私の趣味からいうと、信号処理プログラミングはC言語よりC++言語のほうが向いています

抽象データ化
たとえばFIRフィルタを考えてみると、内部状態変数(バッファ)、係数配列、データポインタ、タップ数といった変数群が組で使われます。これらの組がフィルタの個数だけ存在し、初期化や場合によっては終了処理が必要になります。したがって、フィルタは抽象データ型とし、必要なメソッドとがっちり結合させるほうがすっきりします。
よりよい言語
名前空間がある、というそれだけでもC++言語を使う理由になります。

が、しかし。PizzaFactoryのExpress版はC++言語に対応しないとサポート掲示板で宣言がありました。お試し版の位置づけですからいたし方ありません。
C言語で行う擬似オブジェクト指向プログラミングについては、いくつもの方法が提案されています。これらについて検討してみましたが、FIRフィルタやオシレータといったソフトウェア部品の範疇に留まる限り、擬似OOPは弊害のほうが大きいという結論になりました。
擬似OOPの弊害をいかに説明します。まず、C++言語によるフィルタの例を見てください。runメソッドにより実際のフィルタリングを行います。引数は入力データ列、出力バッファ、処理するデータ個数です。

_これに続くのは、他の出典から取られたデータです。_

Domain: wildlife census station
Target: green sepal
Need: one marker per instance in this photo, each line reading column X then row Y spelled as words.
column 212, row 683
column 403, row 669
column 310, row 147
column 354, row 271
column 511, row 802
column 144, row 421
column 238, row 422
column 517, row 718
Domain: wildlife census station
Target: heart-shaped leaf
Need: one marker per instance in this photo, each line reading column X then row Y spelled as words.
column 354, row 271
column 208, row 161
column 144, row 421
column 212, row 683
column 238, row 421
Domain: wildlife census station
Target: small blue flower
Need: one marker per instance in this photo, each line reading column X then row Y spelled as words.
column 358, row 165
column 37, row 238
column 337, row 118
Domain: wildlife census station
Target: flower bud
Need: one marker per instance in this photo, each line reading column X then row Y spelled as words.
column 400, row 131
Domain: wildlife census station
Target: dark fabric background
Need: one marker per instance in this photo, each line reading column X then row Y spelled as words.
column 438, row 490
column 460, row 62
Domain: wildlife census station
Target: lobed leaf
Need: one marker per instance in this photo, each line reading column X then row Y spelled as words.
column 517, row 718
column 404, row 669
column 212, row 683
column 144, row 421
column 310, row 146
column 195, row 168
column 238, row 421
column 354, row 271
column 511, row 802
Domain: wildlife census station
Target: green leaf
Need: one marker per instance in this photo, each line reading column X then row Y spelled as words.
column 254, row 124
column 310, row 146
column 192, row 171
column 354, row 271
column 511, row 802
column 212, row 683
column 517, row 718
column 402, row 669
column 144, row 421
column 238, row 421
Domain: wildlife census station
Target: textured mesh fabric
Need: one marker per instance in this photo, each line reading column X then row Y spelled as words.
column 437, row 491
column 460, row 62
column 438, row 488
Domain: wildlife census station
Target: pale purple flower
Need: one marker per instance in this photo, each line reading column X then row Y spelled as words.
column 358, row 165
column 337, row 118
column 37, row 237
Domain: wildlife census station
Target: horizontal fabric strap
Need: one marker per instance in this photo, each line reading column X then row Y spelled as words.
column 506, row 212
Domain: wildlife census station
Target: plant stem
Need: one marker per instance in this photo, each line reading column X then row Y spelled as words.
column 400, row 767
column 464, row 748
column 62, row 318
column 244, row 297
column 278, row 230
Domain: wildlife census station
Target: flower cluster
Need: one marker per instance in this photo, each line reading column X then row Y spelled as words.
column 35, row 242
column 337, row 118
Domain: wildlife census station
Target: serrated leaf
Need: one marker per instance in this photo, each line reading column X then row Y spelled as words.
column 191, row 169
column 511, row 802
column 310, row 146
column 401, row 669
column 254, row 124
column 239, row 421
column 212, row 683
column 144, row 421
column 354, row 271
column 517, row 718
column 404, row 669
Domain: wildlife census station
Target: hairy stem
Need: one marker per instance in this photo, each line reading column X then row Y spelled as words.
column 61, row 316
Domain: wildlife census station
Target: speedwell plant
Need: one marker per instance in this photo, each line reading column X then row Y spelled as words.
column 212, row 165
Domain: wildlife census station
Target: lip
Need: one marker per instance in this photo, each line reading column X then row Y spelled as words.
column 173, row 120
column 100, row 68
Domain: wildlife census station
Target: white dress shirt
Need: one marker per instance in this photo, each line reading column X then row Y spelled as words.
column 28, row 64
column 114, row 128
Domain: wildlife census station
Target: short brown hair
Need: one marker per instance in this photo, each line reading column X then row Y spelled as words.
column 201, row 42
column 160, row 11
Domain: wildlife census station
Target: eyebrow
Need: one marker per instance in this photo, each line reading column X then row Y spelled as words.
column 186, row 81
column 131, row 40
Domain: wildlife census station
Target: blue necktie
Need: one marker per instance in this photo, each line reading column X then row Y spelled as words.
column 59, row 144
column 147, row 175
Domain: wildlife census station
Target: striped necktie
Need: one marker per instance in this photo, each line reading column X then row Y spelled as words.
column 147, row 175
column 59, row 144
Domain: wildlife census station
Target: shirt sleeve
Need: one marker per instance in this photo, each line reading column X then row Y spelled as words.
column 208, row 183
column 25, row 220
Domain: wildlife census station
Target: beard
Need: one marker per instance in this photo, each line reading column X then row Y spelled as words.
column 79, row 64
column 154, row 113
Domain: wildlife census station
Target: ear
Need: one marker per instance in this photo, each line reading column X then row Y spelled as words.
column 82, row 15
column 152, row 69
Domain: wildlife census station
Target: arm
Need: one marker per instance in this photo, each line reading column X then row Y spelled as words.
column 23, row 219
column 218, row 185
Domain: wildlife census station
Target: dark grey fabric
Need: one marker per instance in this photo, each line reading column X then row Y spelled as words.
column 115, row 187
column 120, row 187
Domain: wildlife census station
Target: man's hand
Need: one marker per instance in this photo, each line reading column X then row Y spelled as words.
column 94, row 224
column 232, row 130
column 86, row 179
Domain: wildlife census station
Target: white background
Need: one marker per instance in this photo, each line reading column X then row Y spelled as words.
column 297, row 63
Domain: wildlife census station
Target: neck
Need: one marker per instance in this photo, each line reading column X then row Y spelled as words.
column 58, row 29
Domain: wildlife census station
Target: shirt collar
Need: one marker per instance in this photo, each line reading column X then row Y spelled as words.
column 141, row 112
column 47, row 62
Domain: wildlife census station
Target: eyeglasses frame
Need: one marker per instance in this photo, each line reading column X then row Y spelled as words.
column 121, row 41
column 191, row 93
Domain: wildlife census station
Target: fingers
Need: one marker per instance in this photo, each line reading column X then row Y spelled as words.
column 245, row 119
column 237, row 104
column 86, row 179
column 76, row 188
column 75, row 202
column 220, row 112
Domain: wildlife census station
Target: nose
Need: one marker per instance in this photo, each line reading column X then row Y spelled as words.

filter.run( input, output, 32 );

これをC言語の擬似OOPにすると次のようになります。

filter.run( &filter, input, output, 32 );

C++言語はデータ型に格納した関数へのポインタから関数呼び出しを行う際*1、関数にデータへのポインタを暗黙に渡してくれます。C言語にはこの機能はありません。そのため、runメソッドの引数として明示的にデータへのポインタを渡す必要があります。その結果、データを明示的に二度、示さなければなりません。その二つを間違えて違うものにする可能性は高いです。そして見つけにくいバグを引き起こします。
それならば、いっそ古典的に以下のようなものにしたほうがましです。

fir( &filter, input, output, 32 );

と、いうことで今後のソフトウェア開発は古典的な記法で進めることにしました。しかし名前空間が使えないのは残念だなぁ。